居酒屋が苦戦 コロナ禍を超え、倒産数過去最多を更新
帝国データバンクは、「居酒屋」の倒産発生状況について調査・分析を行った。大衆酒場や焼き鳥店など居酒屋経営事業者の倒産は11月までに203件発生し、年間最多を更新することが分かった。
帝国データバンク(東京都港区)が行った「居酒屋」の倒産発生状況の調査によると、大衆酒場や焼き鳥店など居酒屋経営事業者の2024年の倒産は11月までに203件発生し、コロナ禍だった2020年の189件を大幅に上回り年間最多を更新することが分かった。
10月までの推移を基にした2024年度の居酒屋市場規模(事業者売上高ベース)は、推定で約1兆6600億円が見込まれるという。これはコロナ禍の影響で大きく落ち込んだ2021年度の約8900億円から年々増加傾向にあるものの、過去10年で最高だった2017年度の約1兆8900億円の水準には届かないとみられる。
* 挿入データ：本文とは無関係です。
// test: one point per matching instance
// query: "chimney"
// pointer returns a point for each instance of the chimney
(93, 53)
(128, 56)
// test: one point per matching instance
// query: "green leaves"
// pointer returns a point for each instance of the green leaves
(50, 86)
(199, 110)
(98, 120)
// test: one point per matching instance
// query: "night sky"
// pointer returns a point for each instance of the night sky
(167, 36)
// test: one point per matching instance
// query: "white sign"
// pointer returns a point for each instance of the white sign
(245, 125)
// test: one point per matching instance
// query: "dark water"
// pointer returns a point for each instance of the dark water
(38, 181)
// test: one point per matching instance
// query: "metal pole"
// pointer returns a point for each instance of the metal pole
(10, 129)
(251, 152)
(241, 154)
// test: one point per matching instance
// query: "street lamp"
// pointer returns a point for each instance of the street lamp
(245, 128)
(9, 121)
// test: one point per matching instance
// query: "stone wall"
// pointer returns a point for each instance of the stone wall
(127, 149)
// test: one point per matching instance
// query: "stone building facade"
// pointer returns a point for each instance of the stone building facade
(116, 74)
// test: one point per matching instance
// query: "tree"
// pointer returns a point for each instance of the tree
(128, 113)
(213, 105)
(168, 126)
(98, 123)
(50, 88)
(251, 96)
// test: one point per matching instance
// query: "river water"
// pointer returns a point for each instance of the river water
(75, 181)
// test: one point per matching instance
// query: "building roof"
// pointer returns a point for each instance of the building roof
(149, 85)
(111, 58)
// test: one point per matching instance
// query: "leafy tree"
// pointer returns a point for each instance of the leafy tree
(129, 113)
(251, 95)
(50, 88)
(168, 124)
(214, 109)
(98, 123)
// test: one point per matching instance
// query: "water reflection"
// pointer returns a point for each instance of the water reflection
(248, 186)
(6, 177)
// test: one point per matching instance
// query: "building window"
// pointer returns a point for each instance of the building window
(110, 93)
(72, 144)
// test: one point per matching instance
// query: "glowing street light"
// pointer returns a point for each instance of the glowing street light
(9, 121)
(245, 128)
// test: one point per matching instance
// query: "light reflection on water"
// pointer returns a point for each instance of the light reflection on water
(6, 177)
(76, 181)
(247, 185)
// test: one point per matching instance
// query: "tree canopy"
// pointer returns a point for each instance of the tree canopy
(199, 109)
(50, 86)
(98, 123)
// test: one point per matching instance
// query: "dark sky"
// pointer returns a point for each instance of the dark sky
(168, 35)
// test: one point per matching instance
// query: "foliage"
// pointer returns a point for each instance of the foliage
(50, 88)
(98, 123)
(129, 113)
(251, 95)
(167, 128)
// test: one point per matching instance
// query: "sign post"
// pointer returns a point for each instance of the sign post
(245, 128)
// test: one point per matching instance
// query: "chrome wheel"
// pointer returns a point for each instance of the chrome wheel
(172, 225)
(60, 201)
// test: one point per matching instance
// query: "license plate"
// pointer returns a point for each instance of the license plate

倒産が増加した背景として、大規模な宴会から少人数でのカジュアルな飲み会へのニーズのシフトや、物価高による節約志向の高まりでの来店頻度や単価の低下といった影響がある。加えてコスト面では、食材や酒類などの仕入れ価格が高止まりしていて、さらに人手不足による人件費、電気・ガス代など光熱費、地代・家賃などの負担増が重なり、収益を大きく圧迫し厳しい経営環境が続いていることが大きい。
実際に2023年度における居酒屋の損益状況をみると、最終損益が「赤字」となった居酒屋が約4割を占め、コスト増による収益の圧迫で「減益」のケースを含めた「業績悪化」の割合は6割を超えた。
帝国データバンクは「大手居酒屋ではハンバーガー店やカフェへの業態転換を図るなど『脱居酒屋』の動きもみられるが、中小零細の居酒屋では対応策も限られていて、コロナ禍では見えづらかった居酒屋の優勝劣敗がさらに進むとみられる」とコメントした。
今回の調査は、負債1000万円以上の法的整理による倒産を対象に実施した。期間は1月1日〜11月30日。